Mas comecemos do começo. Se você já conhece o mito, creio que não verá problema em ler outra vez sobre ele, visto que a história é muito boa. Platão conta que um grupo de pessoas – morri de pena quando li sobre elas no colégio, então vale lembrar que isso é uma parábola, não aconteceu de verdade – nasceu e cresceu dentro de uma caverna escura. E todos tinham seus braços, pernas e pescoços presos por correntes. Era uma chatice, porque a turma só conseguia olhar para o fundo da caverna: ninguém nunca tinha visto o que havia lá fora.
E, do lado de fora, havia uma fogueira. E, em volta dessa fogueira, gente que passava com objetos e bichos e qualquer coisa que um ser humano carrega por aí. Mas os prisioneiros, sempre olhando para a parede do fundo da caverna, só conseguiam enxergar as sombras desse monte de coisa. Para eles, as sombras eram a realidade: aquele mundinho minúsculo, limitado e fictício era, na cabeça deles, o mundo real.

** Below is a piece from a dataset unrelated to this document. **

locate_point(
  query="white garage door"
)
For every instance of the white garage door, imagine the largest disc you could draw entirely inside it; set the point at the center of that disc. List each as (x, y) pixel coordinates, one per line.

Só que um dia, que maravilha!, um dos presos conseguiu escapar. Foi meio estranho no início: seus olhos doeram com tanta luz, ele sentiu vontade de voltar para a caverna, mas tanta liberdade e novidade, tanta descoberta naquele mundo sem limites, foram deixando o homem encantado, feliz, realizado. Lá foi ele buscar os velhos amigos, mas, quando entrou na caverna de novo, aí foi a escuridão que afetou seus olhos.
Sem conseguir enxergar direito, foi visto como doente por todo mundo – ninguém acreditava no que ele contava. Passaram a enxergá-lo como ameaça: "Esse louco ainda vai atrair mais gente para fora da caverna, e o pessoal vai acabar cego e doido que nem ele". Solução: mataram o coitado. Fim da história.
Não há problema em admirar alguém, em seguir um líder, em festejar suas ideias. O problema é abrir mão de questionar, é parar de pensar.
É fácil entender a metáfora toda: a caverna simboliza os limites do nosso mundo quando estamos acorrentados, presos às nossas crenças, ao senso comum, aos dogmas e à ignorância. No momento atual do país, brota de todo canto gente amarrada ao conforto da obviedade, gente fugindo da avaliação racional e independente, gente que evita refletir por se contentar com verdades (ainda que falsas) oferecidas por quem pensa exatamente como elas.
São como o grupo da caverna, que nasceu e cresceu acreditando só no que a própria turma dizia – e, quando alguém tentou apresentar o outro lado, tornou-se inimigo de morte na mesma hora. Uma reportagem da Débora Ely, publicada em GaúchaZH nesta semana, mostrou a rede de fake news montada por eleitores de um candidato no WhatsApp. Fica claro que eles realmente acreditam nessa rede, e não na imprensa, não em quem está fora do grupo, não em quem apenas busca a verdade – seja ela boa ou ruim.
Não há problema algum em admirar alguém, em seguir um líder, em festejar suas ideias. O problema é anular-se. É abrir mão de questionar, é parar de pensar, é ter um ataque histérico quando alguém expressa uma dúvida. É assim que nos enfiamos na caverna. É assim que Platão segue atual. É assim que se confirma o mito.